No ano passado, minha esposa Lélia e eu conseguimos criar um manifesto na tentativa de criar um cordão sanitário de proteção da comunidade indígena. É sabido por todos que a população não tem anticorpos para as doenças que vem de fora da floresta. E dada a agressividade da Covid, isto seria necessário. Compramos espaço na mídia assinado por 67 personalidades mais significativas do planeta, solicitando aos três poderes a proteção aos povos indígenas, de forma razoável e sem agressividade. A resposta que tivemos do Executivo foi extremamente agressiva. Eu tinha doado uma coleção de fotografias para a Funai e eles mandaram devolver. Não pude aceitar porque não eram mais minhas, pertenciam ao meu país. As fotografias foram transferidas para a Procuradoria-Geral da República. Tivemos que retirar da Funai e levar para outra instituição brasileira. No Legislativo, foi difícil ter uma resposta. Não sabíamos nem como entrar, dada as indecisões e confusões. Mas tivemos uma resposta incrível do Judiciário. Na época, o presidente do Supremo, Dias Toffoli, criou um grupo de procuradores e juízes, e eles conseguiram uma evolução incrível na proteção das comunidades indígenas. Graças a ação do Judiciário, conseguimos que os indígenas fossem os primeiros a serem vacinados.
- Como está o projeto Refloresta, que reconstruiu a Mata Atlântica a partir da Fazenda Bulcão, com mais de um milhão de mudas por ano?

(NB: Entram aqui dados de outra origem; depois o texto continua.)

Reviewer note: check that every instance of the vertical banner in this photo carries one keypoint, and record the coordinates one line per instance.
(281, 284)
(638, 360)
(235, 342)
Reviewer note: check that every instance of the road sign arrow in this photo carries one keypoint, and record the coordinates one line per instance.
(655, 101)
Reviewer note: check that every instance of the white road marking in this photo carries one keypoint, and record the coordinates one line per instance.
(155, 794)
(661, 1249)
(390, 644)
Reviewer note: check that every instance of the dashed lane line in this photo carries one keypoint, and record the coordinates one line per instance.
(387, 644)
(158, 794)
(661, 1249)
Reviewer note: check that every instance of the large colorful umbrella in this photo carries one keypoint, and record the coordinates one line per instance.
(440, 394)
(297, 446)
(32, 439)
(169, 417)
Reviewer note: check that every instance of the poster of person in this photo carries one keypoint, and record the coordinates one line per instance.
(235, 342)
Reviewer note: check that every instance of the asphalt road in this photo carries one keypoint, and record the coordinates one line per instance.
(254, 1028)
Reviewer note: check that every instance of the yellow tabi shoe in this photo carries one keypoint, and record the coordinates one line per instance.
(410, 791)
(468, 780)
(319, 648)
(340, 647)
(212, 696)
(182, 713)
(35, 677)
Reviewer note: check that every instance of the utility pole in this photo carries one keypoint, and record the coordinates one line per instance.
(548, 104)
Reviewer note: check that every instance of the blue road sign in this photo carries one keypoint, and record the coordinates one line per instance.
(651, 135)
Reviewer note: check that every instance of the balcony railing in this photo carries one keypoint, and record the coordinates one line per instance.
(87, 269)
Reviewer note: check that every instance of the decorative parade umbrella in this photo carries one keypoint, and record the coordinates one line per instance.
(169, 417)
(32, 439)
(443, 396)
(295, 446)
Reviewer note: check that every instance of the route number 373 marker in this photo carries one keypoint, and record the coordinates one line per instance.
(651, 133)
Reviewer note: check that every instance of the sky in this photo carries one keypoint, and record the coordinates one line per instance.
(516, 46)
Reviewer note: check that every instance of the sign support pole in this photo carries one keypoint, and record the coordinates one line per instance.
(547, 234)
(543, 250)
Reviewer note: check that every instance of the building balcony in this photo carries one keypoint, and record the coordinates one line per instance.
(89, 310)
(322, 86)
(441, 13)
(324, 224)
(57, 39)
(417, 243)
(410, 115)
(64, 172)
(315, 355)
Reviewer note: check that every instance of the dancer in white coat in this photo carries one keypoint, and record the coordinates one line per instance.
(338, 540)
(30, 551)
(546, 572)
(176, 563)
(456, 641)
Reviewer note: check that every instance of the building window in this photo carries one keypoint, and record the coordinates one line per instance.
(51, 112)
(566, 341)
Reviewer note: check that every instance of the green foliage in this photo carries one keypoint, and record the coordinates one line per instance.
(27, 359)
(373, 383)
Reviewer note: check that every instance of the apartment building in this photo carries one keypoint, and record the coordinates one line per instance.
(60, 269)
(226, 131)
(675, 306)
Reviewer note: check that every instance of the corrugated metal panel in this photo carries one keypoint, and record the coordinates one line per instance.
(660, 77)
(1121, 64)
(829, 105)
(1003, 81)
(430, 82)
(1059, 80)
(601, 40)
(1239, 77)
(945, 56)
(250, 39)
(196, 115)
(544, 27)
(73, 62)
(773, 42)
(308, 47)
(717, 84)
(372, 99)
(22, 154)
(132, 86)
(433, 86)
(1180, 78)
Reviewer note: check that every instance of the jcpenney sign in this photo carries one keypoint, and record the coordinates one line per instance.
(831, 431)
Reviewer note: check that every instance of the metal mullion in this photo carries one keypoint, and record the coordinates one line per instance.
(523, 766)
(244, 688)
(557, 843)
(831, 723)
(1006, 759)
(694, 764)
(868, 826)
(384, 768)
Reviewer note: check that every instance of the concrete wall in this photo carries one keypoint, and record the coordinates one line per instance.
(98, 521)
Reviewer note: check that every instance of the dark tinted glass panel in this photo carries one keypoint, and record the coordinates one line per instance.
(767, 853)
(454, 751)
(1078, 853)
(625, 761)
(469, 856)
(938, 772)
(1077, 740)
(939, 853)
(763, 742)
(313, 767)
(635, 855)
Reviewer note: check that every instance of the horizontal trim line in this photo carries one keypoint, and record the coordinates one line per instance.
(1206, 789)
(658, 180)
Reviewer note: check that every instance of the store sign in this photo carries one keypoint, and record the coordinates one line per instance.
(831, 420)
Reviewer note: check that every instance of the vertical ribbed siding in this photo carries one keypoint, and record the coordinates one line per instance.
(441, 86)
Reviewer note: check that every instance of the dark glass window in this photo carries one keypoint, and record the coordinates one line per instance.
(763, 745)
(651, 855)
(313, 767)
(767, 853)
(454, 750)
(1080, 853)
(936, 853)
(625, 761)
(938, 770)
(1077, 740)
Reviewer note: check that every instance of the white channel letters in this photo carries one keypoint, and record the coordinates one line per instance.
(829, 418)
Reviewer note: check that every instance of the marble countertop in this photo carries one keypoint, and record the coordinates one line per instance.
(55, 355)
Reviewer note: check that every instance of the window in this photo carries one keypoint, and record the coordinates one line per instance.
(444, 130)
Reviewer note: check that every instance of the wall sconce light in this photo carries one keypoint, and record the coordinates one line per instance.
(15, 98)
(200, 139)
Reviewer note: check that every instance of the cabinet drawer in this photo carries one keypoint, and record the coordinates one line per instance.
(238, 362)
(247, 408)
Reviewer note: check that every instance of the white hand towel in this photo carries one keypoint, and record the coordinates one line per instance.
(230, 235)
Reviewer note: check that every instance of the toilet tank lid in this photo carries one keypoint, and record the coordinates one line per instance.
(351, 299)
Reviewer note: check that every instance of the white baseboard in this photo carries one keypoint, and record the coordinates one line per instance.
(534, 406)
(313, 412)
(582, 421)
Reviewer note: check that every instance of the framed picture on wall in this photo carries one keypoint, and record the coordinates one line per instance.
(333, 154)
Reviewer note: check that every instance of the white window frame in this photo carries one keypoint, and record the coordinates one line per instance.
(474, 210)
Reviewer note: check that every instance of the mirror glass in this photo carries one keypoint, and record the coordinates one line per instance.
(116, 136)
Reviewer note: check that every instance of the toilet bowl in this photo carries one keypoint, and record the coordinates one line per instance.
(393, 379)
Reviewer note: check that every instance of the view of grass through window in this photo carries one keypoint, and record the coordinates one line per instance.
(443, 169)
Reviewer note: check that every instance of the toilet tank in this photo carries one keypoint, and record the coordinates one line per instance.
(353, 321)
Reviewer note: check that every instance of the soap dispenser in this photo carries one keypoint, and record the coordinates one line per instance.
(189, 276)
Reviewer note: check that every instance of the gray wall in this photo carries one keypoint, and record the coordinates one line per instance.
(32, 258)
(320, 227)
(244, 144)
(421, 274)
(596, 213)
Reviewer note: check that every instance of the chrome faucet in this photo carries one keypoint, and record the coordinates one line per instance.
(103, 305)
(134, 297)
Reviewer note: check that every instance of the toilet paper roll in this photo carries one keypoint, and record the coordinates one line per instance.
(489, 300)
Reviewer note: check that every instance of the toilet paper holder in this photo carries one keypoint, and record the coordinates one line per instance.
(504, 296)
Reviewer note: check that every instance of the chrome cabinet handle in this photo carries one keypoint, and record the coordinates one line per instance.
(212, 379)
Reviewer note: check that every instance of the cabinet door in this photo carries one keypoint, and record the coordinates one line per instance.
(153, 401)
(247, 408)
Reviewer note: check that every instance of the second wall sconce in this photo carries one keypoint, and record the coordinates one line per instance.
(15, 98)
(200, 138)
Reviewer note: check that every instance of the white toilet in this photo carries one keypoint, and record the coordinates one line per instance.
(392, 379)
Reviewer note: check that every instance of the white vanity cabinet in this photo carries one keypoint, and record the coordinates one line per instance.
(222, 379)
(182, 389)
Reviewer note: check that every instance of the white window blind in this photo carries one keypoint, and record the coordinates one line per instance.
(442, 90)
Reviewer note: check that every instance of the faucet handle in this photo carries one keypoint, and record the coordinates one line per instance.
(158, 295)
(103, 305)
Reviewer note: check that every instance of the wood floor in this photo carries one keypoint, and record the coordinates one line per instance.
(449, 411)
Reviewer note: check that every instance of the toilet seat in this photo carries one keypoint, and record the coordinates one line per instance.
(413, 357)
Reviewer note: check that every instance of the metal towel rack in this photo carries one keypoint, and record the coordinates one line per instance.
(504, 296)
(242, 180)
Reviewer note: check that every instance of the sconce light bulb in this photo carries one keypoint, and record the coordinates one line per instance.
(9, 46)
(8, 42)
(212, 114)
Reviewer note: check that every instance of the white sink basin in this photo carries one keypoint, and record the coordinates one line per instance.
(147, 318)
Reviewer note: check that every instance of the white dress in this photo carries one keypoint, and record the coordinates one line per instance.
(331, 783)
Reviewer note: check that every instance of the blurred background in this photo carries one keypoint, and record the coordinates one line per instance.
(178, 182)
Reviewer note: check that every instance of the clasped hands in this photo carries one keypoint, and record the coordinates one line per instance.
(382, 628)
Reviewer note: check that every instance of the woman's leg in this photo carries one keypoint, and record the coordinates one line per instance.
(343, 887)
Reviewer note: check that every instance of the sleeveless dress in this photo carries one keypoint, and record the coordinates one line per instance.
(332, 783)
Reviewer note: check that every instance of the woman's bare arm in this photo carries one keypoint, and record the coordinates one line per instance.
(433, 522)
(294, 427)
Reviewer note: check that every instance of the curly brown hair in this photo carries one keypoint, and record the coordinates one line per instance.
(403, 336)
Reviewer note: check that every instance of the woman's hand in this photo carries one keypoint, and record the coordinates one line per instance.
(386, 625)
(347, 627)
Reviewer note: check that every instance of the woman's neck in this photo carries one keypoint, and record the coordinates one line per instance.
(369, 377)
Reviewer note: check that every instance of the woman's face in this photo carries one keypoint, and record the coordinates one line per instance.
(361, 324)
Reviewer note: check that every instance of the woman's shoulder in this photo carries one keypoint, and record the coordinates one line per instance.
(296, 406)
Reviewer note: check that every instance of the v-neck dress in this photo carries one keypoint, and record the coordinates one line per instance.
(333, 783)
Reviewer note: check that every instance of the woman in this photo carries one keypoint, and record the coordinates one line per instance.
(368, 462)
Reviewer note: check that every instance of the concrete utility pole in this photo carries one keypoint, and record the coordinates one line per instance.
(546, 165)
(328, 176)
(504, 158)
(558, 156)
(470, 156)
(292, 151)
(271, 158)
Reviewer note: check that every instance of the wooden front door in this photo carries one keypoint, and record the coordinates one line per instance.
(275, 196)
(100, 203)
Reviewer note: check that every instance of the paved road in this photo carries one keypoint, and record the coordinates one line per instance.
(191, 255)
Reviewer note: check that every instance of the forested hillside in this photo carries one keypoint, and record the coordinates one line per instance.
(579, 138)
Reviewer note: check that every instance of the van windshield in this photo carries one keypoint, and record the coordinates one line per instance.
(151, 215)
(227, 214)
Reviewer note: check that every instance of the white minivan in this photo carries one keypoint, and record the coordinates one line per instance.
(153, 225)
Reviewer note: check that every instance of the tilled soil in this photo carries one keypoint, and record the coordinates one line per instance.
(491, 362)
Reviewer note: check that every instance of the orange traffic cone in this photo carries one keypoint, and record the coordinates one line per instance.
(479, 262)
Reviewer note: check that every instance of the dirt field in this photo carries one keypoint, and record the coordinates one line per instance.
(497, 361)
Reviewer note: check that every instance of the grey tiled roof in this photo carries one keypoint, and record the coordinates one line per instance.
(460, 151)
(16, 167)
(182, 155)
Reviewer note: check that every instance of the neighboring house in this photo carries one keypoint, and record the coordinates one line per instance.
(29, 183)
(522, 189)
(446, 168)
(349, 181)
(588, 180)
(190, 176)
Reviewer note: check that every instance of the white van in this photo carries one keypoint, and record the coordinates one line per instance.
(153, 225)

A grande questão hoje no planeta são duas frentes. Uma é proteger o que resta: os biomas da Amazônia, as florestas da Indonésia, da Nova Guiné. E, segundo, temos que refazer as florestas que foram destruídas. Essa é a função do Instituto Terra. Plantamos no nosso espaço mais de três milhões de árvores e hoje trabalhamos com quatro a cinco mil proprietários rurais e conseguimos financiamentos internacionais para plantio de microflorestas - de 400 a 450 árvores - para reconstituição das fontes de água do Vale do Rio Doce. A área tem mais de 90 mil quilômetros quadrados, mais ou menos do tamanho de Portugal. Temos em torno de 370 mil fontes de água, que compõem o sistema de água. O rio hoje não é mais navegável, está assoreado, mas podemos reconstituir esse rio. É nisso que o Instituto Terra tem trabalhado forte. Sobre a crise hídrica, as notícias mostram que as barragens, açudes e represas diminuíram o nível de água porque a chuva não foi suficiente. Não deveria ser só por água de chuva, mas deveria ser preenchido pelos rios e córregos para fazer a manutenção desta reserva. Mas este sistema hídrico não existe mais. Destruindo a floresta, destruíram todas as árvores que fazem a retenção da umidade do solo que garantem o sistema de água. Vai ser necessário fazer no Brasil o que fazemos no Vale do Rio Doce. Vamos ter que reconstruir as nascentes se quisermos água. A terra não tem água, montanha não tem água. A água vem dos rios aéreos e, no momento da precipitação, se não tiver árvores para reter, perdemos a água e criamos erosão nas terras mais inclinadas. A solução é plantar pequenas florestas com espécies nativas, assim vamos criar um trânsito de biodiversidade local. Se não reconstituirmos a biodiversidade, vai ser complicado sobrevivermos no nosso próprio planeta.
- Você e Lélia replantam árvores para refazer o Vale do Rio Doce, tentam proteger as terras indígenas. Está sempre nadando contra a corrente. Você permanece otimista com o Brasil?
Não estou contra a corrente, mas em direção à corrente planetária. Essa é a maior preocupação da juventude. A preocupação deles é a sobrevivência do planeta. Estamos na boa direção. A conscientização das pessoas hoje é mil vezes maior do que era há 20, 30 e 40 anos. Existe uma preocupação com a ecologia, com a manutenção das florestas, a reconstituição de floresta. Outra corrente é o governo brasileiro que está numa política predatória total. Isto é contra a corrente, é retrógrado. Temos que mudar o nosso país e ir numa direção melhor.